[Vol.26]大楠山ハイキング

[Vol.26]大楠山ハイキング

三浦半島最高峰の大楠山は、多くの生物が生息する自然豊かな山です。標高が241.3メートルと低山ではありますが、関東100名山の第100番目でもあり、作家の司馬遼太郎も「街道をゆく」で山頂からの眺望を記しています。今回は大楠山清流の前田川を歩きながら、山頂を目指してハイキングを楽しんできました。

● update 2016.9.9 ●
気温30度を超すこの季節、ひんやりと涼しい前田川を歩きながら、
大楠山のさわやかな風に吹かれよう、といつもの仲間と集まりました。
前田川遊歩道

「前田川遊歩道」の看板が目印。川では、親子の遊ぶ姿も見られました

清涼感ある前田川の沢歩きを楽しむ

久しぶりに山に登ってみない?という話になり、梅雨明けのタイミングを見計って三浦半島最高峰の大楠山に登ることにしました。
今回は、大楠山に登る5つのコースの中から、前田川の沢歩きが楽しめる「前田橋コース」を歩きます。
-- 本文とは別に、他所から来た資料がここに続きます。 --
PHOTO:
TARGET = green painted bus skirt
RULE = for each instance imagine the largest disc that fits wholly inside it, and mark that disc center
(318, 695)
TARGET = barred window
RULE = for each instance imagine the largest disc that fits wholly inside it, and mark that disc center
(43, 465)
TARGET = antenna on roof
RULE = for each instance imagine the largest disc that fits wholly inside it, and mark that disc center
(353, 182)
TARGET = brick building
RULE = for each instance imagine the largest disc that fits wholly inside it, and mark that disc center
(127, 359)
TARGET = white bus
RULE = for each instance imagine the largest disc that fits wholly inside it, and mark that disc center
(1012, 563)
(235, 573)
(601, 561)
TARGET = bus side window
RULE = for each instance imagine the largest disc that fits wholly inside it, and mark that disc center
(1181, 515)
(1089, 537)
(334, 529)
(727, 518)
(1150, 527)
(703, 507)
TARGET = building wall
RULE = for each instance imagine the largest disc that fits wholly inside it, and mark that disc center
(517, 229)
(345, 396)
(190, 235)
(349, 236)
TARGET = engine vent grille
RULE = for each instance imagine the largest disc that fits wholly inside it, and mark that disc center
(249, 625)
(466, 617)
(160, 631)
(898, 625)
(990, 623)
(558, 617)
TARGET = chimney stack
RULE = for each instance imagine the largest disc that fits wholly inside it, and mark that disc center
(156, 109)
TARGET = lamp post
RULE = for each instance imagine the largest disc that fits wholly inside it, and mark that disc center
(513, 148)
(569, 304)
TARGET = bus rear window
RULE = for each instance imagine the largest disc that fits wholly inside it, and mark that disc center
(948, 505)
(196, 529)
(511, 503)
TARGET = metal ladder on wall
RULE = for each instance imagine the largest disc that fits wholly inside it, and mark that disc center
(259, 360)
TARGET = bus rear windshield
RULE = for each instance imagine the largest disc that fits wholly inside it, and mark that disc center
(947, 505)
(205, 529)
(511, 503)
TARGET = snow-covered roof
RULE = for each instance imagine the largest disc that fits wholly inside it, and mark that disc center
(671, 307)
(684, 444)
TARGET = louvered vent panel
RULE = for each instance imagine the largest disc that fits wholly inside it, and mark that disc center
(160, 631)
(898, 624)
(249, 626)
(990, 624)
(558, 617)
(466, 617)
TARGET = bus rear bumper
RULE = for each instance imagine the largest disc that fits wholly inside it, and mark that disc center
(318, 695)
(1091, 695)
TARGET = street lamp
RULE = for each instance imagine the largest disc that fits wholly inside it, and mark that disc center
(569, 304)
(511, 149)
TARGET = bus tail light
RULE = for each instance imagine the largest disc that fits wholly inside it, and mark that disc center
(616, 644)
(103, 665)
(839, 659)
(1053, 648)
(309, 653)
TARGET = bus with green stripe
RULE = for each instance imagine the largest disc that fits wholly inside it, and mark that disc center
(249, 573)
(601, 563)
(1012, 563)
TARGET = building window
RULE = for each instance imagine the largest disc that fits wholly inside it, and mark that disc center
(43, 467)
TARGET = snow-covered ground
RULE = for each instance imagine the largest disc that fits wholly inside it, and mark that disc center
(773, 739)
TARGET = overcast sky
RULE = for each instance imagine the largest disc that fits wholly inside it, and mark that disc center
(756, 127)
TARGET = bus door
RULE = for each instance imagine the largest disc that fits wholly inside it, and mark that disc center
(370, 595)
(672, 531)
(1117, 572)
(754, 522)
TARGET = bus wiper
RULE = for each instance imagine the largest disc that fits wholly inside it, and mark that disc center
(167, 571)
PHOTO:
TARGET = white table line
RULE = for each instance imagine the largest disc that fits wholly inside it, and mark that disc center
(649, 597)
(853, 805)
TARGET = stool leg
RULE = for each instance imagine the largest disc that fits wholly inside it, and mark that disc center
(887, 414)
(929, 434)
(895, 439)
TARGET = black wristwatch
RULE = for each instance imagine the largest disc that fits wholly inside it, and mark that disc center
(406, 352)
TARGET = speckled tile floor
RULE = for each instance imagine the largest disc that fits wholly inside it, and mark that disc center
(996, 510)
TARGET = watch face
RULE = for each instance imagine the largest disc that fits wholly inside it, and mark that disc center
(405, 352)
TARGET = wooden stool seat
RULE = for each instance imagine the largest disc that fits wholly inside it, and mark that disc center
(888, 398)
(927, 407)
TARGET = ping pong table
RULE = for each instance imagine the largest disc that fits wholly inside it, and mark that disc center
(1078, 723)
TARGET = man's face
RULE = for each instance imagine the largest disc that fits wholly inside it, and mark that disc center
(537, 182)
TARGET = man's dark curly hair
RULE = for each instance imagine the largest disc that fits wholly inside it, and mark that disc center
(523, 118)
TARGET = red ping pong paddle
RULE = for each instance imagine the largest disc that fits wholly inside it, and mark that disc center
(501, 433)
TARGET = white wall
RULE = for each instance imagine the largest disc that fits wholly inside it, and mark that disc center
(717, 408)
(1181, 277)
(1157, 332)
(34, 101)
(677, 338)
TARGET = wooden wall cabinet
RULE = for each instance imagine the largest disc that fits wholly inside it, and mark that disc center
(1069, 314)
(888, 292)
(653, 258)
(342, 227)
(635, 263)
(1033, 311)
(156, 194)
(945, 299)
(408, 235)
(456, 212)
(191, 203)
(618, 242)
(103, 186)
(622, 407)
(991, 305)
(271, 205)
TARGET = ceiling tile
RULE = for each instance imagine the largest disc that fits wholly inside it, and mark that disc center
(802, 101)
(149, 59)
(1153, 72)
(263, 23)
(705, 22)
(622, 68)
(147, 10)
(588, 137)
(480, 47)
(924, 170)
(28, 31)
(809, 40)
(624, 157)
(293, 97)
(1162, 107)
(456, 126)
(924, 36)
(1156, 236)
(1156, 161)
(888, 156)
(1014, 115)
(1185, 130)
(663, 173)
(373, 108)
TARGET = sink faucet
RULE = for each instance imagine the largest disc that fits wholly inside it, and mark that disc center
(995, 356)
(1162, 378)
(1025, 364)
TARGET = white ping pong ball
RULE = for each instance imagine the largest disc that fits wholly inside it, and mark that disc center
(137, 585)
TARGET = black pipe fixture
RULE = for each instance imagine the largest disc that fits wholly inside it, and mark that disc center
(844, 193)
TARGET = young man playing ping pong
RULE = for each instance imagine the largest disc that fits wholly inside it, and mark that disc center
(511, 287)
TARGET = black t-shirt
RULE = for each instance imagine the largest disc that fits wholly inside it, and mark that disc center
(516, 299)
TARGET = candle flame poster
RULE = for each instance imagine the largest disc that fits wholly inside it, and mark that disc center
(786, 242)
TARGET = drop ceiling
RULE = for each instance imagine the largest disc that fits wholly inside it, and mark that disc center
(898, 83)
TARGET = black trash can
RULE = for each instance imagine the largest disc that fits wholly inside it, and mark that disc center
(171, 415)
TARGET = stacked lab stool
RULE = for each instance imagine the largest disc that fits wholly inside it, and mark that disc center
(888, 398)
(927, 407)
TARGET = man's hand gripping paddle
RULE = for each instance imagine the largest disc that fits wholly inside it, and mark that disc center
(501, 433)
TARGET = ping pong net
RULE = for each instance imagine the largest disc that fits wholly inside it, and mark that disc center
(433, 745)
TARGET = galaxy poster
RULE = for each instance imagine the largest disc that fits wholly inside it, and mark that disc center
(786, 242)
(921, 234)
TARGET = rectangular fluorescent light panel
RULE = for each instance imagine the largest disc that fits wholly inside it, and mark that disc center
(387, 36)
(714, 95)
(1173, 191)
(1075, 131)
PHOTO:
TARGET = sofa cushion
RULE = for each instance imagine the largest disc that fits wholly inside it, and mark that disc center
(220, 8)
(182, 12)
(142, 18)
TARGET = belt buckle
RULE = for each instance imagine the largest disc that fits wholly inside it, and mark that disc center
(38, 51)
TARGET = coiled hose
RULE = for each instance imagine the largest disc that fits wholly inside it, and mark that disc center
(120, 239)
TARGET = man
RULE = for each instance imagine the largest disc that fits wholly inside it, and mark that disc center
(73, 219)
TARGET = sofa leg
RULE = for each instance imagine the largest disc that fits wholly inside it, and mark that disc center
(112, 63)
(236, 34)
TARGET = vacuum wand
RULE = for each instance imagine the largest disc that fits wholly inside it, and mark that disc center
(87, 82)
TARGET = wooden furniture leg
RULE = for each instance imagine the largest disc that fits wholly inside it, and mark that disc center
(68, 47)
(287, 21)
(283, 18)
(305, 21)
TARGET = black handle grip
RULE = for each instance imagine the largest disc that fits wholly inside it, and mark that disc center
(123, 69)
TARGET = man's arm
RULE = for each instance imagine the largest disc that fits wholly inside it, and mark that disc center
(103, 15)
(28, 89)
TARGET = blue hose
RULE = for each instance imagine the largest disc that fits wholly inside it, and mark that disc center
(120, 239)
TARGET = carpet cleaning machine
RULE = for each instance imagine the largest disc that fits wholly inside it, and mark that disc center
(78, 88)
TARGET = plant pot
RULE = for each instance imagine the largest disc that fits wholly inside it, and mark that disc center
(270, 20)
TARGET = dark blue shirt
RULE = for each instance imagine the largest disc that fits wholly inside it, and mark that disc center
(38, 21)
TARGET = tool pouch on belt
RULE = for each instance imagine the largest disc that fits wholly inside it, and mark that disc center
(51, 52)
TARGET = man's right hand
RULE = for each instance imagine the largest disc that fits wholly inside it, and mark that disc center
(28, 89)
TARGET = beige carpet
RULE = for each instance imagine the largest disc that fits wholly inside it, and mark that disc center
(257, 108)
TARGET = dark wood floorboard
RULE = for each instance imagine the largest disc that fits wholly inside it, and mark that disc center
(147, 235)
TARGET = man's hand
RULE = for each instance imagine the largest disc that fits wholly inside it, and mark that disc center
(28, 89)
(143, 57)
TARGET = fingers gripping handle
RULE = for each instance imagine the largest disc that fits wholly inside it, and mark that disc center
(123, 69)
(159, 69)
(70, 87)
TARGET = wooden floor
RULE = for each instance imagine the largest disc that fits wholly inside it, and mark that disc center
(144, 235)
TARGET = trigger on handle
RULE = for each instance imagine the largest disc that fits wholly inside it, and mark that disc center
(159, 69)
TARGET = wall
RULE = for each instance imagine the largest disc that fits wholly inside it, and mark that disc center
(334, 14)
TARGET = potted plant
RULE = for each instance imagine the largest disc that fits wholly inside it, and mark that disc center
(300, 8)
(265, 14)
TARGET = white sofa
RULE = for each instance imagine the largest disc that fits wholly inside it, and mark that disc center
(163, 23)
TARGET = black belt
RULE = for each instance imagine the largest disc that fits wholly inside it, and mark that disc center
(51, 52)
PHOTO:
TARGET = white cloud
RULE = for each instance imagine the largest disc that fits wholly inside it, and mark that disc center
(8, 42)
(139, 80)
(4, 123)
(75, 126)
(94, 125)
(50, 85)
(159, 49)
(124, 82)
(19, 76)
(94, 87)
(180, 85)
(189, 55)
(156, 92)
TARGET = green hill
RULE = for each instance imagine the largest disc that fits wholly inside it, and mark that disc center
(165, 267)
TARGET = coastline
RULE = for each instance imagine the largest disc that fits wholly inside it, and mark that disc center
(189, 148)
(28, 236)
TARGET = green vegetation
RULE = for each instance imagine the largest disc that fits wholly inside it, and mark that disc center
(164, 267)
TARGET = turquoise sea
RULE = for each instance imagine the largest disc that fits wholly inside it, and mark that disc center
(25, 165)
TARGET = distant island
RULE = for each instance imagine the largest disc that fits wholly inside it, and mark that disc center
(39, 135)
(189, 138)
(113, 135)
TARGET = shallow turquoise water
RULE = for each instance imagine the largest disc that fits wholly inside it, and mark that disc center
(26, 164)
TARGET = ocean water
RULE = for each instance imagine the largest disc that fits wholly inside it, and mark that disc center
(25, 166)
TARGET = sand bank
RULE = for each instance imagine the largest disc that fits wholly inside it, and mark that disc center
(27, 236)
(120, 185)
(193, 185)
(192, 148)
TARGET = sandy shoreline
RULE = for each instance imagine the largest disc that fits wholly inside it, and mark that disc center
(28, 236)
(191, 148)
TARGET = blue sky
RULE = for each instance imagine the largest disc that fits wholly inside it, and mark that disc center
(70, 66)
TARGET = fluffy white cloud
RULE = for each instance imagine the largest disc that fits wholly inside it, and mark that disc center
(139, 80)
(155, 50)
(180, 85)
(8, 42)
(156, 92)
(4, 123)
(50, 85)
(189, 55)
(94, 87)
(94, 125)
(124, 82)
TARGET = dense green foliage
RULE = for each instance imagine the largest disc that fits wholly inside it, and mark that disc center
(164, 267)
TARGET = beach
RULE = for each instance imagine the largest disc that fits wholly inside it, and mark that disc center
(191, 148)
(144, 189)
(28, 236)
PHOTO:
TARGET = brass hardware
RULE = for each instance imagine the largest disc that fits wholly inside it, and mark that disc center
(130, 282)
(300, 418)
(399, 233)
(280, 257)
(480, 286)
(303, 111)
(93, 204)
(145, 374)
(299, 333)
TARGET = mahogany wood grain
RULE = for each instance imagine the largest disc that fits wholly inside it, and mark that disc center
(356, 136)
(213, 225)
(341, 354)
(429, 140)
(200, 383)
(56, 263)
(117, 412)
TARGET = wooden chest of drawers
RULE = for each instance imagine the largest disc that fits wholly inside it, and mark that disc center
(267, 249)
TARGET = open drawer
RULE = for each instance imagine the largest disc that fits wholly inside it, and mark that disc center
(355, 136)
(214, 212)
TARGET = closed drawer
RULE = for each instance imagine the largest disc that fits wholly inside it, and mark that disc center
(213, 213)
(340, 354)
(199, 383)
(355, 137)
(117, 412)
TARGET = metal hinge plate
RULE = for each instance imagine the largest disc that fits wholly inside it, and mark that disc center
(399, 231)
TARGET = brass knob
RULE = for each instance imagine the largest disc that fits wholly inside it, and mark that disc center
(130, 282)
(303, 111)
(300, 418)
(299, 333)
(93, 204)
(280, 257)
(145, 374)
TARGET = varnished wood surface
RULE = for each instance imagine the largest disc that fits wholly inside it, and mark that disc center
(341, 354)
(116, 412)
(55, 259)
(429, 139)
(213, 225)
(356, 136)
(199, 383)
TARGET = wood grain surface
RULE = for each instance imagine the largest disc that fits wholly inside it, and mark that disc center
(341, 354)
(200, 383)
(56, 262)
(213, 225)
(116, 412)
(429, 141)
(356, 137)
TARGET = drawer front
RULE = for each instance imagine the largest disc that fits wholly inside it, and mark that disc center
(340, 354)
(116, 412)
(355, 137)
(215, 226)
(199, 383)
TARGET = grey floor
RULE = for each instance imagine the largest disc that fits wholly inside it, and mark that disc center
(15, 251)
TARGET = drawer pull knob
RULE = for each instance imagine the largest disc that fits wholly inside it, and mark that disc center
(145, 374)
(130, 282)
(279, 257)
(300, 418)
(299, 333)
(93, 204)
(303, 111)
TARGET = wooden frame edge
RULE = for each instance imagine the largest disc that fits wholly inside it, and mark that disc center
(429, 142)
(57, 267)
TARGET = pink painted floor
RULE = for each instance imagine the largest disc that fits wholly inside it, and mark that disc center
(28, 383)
「前田橋」バス停で下車し、住宅地の中に少し入るとすぐに「前田川遊歩道」の看板が見えます。ここから階段を降り、前田川沿いに歩いて「大楠山登山口」を目指します。

前田川は、大楠山の沢の水や湧き水などが集って流れる清流で、自然環境が残された数少ない河川のひとつです。

川には多くの生物や植物が棲み、アユやスジエビなどの他にカワセミも生息しています。
木道や飛び石などが歩きやすいように整備されていて、魚が遡上しやすいように岩の段差を考慮した魚道が設けられているなど、環境への配慮がされています。

夏でもひんやりと涼しいために、散歩をしている方も多く、じゃぶじゃぶと川に入って生き物を探している親子連れを何組か見かけました。

連れてきた柴犬も大喜び。元気に飛び石を渡ります

連れてきた柴犬も大喜び。元気に飛び石を渡ります

歩き進めると景色が徐々に野趣あふれるようになり、山の中に入ってきたことが実感できます。
岩肌の苔の緑が美しく、せせらぎと鳥の鳴き声を聞きながら気持ちよく歩くことができました。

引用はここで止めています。